From the Old to the New

As we all know, television has changed over the years. I'm not talking about the hardware (although that has changed from a box to a board). I'm talking about content. I'm talking about the shows.

In the '50s and '60s, television shows were quite mild. Whoever lived during those years must certainly remember waiting for their favorite shows to come on: The Lone Ranger, Gunsmoke, Batman, and Get Smart are a few examples.

When we were little, my friend John and I would wait in anticipation for Batman to be aired on ABC (this was during the late '80s and early '90s. ABC was airing reruns of the Batman series starring Adam West and Burt Ward). We'd see Adam and Burt, as Batman and Robin, outwit the Riddler, de-claw Catwoman, face off against Shame, put the heat on Mr. Freeze, dethrone King Tut, stifle the Joker's last laugh, and defeat the Penguin's fishy schemes. We'd even play the parts. I was Batman and John was Robin. Sometimes, our mutual friend Angela was Batgirl.
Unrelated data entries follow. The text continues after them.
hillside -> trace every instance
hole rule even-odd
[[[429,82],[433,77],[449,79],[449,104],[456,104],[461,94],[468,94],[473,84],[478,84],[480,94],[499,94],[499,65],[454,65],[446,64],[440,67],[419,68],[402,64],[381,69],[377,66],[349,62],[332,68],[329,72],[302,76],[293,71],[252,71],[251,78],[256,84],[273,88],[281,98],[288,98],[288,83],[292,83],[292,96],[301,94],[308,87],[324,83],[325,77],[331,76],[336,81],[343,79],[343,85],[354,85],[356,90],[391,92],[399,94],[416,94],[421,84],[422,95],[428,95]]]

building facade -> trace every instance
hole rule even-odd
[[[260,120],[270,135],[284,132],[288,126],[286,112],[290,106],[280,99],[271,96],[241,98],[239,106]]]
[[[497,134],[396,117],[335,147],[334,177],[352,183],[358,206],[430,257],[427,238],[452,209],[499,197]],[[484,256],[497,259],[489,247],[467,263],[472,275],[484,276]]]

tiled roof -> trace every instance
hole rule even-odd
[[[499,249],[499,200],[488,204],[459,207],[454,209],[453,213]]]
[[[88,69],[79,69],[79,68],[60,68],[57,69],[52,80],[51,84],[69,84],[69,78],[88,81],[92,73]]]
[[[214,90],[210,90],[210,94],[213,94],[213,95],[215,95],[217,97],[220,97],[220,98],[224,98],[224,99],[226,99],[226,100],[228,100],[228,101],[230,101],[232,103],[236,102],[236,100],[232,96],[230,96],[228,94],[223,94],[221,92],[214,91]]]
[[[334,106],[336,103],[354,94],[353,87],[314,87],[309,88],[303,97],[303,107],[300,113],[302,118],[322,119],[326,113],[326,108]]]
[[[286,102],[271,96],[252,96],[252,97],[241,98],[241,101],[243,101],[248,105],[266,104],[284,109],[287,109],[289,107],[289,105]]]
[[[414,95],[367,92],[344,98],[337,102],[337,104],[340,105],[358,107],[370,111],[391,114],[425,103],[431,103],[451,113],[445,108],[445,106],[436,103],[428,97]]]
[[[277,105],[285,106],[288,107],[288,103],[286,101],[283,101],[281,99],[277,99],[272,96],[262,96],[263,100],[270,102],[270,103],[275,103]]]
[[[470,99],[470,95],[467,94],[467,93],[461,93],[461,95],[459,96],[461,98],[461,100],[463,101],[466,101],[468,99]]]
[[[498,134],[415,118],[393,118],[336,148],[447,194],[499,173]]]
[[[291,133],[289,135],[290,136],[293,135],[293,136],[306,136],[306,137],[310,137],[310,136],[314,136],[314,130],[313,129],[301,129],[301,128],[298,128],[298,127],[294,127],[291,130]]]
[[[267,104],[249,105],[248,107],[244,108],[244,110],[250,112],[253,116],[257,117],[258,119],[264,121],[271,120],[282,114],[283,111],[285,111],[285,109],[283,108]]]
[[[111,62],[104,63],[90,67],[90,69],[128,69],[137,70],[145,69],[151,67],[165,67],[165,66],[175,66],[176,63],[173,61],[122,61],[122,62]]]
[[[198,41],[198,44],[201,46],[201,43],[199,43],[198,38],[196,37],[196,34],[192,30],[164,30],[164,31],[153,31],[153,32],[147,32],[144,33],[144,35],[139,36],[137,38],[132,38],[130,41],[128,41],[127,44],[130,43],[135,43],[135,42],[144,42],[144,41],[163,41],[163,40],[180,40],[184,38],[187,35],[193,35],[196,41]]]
I have four of the five seasons of Get Smart on DVD and I find them enjoyable. Agent 86 knew how to mess up with style. His beautiful partner against the chaos of KAOS, known only as "99," was the perfect mate for Maxwell Smart, our lovable, laughable secret agent man. Their relationship is kept discreet, even after they're married. You don't see that discretion on television anymore. What the public wants to see is what the stations will show, and, with the exception of kids' shows, what is being shown is violence and sex. The marriage bed is no longer sacred. People can't seem to get enough inuendo and destruction.

Are sexuality and violence really fun to watch? Not if you've got a strong sense of morality. Don't we hear of enough violence in the news? We don't need this stuff in the shows we watch.